Brooks begins by describing a Trump voter he met.  The entire passage has the tone of John Steinbeck as re-written by Thurston Howell III, the clueless millionaire from Gilligan's Island:

A few weeks ago I met a guy in Idaho who was absolutely certain that Donald Trump would win this election.  He was wearing tattered, soiled overalls, missing a bunch of teeth and was unnaturally skinny.  He was probably about 50, but his haggard face looked 70.  He was getting by aimlessly as a handyman.

I pointed to the polls and tried to persuade him that Hillary Clinton might win, but it was like telling him a sea gull could play billiards.  Everybody he knows is voting Trump so his entire lived experience points to a Trump landslide.  He was a funny, kind guy, but you got the impression his opportunities had been narrowed by forces outside his control.

Gad, they're an annoying bunch...and there are so many of them!

One of the big reasons a lot of voters did vote for Donald Trump for president was indeed his potential influence on who would end up on the Supreme Court. I personally know of several people who could have gone either way, Ivy-Leaguers among them, who said they voted for Trump precisely because of the stakes in the Supreme Court.

Yes, this is big.

We just saw a string of 5-4 decisions at the Supreme Court, with Justice Gorsuch as the deciding vote, and very much the result of President Trump's election.  The victories for us are about freedom – from the left's forced union wages, the left's coerced cake-baking, the left's forced abortion advertising, and other stuff –showing that at long last, we live again in a society where freedom of conscience matters.  It's stunning.  These are huge, important victories, and neither would have been possible had the NeverTrump crowd had its way.

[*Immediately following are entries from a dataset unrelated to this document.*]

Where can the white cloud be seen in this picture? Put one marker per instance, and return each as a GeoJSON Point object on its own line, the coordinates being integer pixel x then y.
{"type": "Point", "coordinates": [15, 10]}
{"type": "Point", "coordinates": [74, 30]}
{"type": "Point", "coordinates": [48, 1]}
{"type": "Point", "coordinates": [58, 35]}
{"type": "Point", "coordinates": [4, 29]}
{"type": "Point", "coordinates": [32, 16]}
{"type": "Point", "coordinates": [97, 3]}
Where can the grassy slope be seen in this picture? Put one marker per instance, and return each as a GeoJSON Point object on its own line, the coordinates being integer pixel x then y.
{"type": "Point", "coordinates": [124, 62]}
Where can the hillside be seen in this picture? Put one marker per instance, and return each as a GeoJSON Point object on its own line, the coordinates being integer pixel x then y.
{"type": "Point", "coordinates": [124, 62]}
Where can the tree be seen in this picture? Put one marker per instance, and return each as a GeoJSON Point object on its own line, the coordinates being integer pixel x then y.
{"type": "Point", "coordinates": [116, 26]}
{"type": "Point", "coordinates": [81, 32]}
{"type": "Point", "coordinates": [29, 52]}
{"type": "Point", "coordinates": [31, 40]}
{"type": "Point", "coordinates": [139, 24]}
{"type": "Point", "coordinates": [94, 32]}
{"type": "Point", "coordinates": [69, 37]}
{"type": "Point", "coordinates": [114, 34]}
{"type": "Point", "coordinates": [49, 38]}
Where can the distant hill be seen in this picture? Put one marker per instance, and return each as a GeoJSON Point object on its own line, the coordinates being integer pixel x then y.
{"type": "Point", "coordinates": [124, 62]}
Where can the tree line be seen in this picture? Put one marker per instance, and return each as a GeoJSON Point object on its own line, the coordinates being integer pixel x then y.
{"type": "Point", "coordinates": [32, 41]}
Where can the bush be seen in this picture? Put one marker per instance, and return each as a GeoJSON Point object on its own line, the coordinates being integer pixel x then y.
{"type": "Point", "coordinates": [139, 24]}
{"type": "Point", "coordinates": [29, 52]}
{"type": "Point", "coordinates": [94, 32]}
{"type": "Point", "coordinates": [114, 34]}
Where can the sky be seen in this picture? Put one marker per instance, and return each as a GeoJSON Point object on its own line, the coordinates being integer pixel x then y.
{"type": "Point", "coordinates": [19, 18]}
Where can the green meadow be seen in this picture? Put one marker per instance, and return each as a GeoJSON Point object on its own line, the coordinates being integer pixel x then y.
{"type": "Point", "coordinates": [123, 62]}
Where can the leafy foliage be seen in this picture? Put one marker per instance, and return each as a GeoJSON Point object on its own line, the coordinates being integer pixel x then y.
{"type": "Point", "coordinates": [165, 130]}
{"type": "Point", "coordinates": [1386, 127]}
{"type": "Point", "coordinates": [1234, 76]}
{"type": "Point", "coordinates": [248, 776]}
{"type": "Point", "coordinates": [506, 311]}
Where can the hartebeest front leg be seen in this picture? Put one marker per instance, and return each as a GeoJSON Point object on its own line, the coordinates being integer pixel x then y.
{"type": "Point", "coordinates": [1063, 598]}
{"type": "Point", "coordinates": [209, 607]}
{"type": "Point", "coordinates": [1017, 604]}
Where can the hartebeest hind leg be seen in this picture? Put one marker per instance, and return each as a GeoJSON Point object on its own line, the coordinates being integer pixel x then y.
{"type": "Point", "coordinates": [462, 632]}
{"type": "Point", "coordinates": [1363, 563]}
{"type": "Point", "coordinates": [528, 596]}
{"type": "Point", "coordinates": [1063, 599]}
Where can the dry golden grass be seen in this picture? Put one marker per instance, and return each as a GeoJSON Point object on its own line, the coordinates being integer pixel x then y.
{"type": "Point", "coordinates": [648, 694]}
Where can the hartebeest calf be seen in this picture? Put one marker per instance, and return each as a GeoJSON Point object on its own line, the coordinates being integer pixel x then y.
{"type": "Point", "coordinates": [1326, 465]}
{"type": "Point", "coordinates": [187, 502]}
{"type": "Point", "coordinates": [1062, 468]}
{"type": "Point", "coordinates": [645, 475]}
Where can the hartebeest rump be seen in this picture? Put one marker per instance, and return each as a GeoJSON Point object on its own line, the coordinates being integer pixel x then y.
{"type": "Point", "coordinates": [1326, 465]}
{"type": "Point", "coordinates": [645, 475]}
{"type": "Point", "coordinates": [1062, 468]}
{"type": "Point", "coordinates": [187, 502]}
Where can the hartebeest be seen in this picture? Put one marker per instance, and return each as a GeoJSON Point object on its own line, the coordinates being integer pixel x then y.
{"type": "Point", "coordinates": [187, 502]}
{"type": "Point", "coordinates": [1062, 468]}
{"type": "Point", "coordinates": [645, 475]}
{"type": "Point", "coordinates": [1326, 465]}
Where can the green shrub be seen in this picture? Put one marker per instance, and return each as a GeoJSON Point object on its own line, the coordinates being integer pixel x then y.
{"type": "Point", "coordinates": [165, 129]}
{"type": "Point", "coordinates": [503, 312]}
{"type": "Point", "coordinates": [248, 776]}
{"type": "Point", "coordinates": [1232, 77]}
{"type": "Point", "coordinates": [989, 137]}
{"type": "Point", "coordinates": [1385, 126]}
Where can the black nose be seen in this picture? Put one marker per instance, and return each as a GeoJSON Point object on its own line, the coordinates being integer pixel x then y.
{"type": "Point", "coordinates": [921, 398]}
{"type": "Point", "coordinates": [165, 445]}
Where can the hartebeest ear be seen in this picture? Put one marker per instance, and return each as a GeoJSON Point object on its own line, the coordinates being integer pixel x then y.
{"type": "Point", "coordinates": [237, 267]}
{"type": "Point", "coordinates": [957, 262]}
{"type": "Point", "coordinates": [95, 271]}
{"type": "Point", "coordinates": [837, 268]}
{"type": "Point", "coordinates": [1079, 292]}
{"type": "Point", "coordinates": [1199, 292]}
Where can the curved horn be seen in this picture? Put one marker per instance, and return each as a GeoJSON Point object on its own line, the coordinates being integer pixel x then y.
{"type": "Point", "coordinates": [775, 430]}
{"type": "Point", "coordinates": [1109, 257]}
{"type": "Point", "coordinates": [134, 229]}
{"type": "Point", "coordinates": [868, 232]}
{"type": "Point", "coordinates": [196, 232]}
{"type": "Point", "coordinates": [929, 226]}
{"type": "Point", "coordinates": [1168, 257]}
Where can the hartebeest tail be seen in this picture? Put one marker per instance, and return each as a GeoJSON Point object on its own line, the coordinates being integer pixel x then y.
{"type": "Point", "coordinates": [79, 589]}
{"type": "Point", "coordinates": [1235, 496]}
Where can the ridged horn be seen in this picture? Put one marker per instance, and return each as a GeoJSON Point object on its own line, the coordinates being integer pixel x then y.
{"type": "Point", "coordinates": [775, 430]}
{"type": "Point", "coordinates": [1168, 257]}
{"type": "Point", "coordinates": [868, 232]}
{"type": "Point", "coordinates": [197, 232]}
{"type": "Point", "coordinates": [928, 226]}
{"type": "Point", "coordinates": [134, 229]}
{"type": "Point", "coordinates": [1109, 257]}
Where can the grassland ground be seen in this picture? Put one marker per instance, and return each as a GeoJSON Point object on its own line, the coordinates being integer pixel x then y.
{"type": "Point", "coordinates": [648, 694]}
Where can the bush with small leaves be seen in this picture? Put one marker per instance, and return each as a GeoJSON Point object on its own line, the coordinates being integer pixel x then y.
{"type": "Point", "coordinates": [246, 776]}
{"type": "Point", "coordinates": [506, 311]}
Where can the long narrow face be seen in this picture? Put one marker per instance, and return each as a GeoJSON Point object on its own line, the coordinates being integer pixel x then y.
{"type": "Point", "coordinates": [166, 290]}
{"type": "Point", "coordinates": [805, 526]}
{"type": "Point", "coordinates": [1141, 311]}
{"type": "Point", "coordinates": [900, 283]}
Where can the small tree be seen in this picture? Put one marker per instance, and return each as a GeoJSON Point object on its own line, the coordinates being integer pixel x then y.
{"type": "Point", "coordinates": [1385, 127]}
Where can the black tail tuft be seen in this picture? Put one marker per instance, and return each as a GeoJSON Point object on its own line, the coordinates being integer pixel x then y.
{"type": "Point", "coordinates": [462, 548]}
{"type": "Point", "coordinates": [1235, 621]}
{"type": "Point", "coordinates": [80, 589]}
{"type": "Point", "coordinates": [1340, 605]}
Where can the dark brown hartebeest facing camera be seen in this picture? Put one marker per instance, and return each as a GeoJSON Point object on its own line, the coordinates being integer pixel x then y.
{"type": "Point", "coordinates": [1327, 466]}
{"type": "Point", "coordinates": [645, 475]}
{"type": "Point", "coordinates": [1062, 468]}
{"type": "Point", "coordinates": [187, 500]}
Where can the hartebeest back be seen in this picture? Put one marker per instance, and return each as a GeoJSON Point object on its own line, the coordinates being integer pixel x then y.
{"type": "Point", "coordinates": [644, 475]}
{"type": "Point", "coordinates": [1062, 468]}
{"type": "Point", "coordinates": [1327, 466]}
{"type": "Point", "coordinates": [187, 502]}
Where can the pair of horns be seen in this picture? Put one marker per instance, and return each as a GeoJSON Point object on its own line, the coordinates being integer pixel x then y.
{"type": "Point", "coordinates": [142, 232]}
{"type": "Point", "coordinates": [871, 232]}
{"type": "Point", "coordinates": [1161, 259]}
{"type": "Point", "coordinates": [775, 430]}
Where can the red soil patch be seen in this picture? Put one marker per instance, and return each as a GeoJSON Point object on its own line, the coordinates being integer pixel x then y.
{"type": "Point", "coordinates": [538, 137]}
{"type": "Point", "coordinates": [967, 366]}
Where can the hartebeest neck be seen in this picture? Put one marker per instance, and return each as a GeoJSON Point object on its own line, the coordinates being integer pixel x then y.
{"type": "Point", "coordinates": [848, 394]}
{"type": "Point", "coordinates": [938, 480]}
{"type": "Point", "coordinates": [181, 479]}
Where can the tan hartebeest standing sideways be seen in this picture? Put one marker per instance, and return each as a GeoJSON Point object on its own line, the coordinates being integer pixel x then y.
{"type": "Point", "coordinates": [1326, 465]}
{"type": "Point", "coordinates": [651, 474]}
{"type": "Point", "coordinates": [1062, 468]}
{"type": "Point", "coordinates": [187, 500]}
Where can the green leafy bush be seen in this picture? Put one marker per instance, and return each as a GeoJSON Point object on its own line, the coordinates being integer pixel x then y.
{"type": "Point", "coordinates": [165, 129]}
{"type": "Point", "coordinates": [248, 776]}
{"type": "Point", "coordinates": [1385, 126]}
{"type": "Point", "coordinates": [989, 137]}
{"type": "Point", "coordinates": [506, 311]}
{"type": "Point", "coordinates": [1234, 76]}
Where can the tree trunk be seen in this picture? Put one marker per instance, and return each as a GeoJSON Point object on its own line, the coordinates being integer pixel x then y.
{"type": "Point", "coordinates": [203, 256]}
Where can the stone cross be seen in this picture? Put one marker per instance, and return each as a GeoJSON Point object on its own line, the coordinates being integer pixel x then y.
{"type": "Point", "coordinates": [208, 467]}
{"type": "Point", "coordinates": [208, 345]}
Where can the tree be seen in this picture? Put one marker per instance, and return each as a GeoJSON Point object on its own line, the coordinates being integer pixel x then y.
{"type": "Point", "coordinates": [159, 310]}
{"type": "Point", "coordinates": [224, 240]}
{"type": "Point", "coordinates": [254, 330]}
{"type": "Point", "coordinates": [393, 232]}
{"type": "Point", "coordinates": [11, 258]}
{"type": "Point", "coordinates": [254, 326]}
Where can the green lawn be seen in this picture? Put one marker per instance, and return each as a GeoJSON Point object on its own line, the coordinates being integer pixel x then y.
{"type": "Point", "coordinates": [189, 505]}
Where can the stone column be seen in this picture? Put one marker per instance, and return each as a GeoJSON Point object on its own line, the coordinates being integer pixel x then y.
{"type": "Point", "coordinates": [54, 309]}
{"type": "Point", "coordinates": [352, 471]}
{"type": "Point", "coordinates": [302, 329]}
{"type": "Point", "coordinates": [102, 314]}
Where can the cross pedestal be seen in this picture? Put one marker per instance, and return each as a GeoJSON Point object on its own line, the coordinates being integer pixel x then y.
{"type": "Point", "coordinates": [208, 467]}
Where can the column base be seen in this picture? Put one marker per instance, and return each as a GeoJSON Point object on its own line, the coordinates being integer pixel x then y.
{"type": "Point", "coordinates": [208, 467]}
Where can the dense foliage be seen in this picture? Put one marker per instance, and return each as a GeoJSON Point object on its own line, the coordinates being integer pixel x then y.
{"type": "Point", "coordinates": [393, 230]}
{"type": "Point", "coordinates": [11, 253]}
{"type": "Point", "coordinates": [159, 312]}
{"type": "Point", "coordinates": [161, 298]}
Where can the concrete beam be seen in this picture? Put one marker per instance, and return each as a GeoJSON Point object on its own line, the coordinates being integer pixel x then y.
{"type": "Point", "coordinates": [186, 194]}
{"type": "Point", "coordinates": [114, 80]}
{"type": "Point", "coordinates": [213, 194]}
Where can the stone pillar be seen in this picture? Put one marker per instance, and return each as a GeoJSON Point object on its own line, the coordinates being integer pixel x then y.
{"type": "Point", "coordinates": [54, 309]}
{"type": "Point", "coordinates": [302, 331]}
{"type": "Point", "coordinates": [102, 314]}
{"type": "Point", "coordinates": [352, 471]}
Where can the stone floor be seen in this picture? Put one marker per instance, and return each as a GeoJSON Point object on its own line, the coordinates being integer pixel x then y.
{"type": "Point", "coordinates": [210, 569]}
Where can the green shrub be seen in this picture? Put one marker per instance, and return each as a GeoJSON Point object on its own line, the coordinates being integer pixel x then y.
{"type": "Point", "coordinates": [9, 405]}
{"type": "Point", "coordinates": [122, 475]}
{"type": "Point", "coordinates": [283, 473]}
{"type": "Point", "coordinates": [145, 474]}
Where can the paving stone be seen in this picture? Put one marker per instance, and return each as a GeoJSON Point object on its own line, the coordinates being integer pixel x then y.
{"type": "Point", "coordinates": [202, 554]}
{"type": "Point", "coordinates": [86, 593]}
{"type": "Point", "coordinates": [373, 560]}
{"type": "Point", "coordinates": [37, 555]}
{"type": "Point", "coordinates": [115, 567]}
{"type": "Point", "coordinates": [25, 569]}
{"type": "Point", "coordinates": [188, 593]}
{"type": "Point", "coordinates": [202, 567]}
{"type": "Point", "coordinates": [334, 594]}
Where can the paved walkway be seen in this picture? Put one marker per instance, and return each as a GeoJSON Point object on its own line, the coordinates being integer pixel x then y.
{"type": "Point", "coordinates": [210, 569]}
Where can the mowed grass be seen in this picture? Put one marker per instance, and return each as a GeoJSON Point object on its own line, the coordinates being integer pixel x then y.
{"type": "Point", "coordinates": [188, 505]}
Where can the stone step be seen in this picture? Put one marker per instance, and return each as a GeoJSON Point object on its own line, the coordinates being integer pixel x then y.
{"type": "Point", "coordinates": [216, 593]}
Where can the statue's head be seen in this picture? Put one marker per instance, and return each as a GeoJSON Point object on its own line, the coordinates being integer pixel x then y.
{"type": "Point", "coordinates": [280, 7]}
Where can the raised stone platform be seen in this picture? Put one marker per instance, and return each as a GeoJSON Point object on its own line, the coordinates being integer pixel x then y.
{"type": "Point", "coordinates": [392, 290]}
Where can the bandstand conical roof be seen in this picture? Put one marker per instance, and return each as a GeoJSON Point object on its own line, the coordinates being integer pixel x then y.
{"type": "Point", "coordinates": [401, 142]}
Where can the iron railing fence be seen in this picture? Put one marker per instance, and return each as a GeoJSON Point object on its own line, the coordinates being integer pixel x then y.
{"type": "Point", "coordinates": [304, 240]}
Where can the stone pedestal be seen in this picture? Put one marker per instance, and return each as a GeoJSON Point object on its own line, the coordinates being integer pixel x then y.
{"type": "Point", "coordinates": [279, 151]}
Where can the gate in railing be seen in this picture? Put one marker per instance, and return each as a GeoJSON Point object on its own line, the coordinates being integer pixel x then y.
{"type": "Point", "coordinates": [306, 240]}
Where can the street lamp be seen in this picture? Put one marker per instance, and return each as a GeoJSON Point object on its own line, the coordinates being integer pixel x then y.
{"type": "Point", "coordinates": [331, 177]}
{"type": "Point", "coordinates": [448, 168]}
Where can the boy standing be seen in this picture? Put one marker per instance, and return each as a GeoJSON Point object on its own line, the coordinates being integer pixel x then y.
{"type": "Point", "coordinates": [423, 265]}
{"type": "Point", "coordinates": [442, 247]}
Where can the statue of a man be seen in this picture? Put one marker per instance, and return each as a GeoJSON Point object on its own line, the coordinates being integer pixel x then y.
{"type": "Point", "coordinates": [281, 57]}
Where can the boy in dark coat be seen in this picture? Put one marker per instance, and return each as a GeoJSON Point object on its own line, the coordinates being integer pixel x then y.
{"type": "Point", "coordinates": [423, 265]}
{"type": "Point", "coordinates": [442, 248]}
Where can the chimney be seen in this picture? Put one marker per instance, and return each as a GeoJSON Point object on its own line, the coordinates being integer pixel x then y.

Then Justice Kennedy announced he is retiring, which means there's a chance to shift the balance of the court decisively to the constitutional right, to finally end the judicial activism that had been debilitating our country and making governance itself impossible, due to all the left-wing judges.  Had we had a President Clinton, the left-wingery from the court would have been solid and probably impossible to undo.  We absolutely dodged a bullet by electing President Trump.

Isn't it time somebody called these NeverTrumps, many of whom got us into the Iraq War mess and then told us to go vote for Hillary in a second bit of bad advice, on the carpet for this?  Had Hillary been president, which many of them openly endorsed, the court would be in the iron grip of far-left liberals for the foreseeable future.  Yet, instead of admitting their mistake, people like George Will are  busy calling for Republicans to put Democrats in charge of Congress to "protect" the country from Trump.

Check out Investor's Business Daily, which calls for these NeverTrump AlwaysWrong clowns to apologize.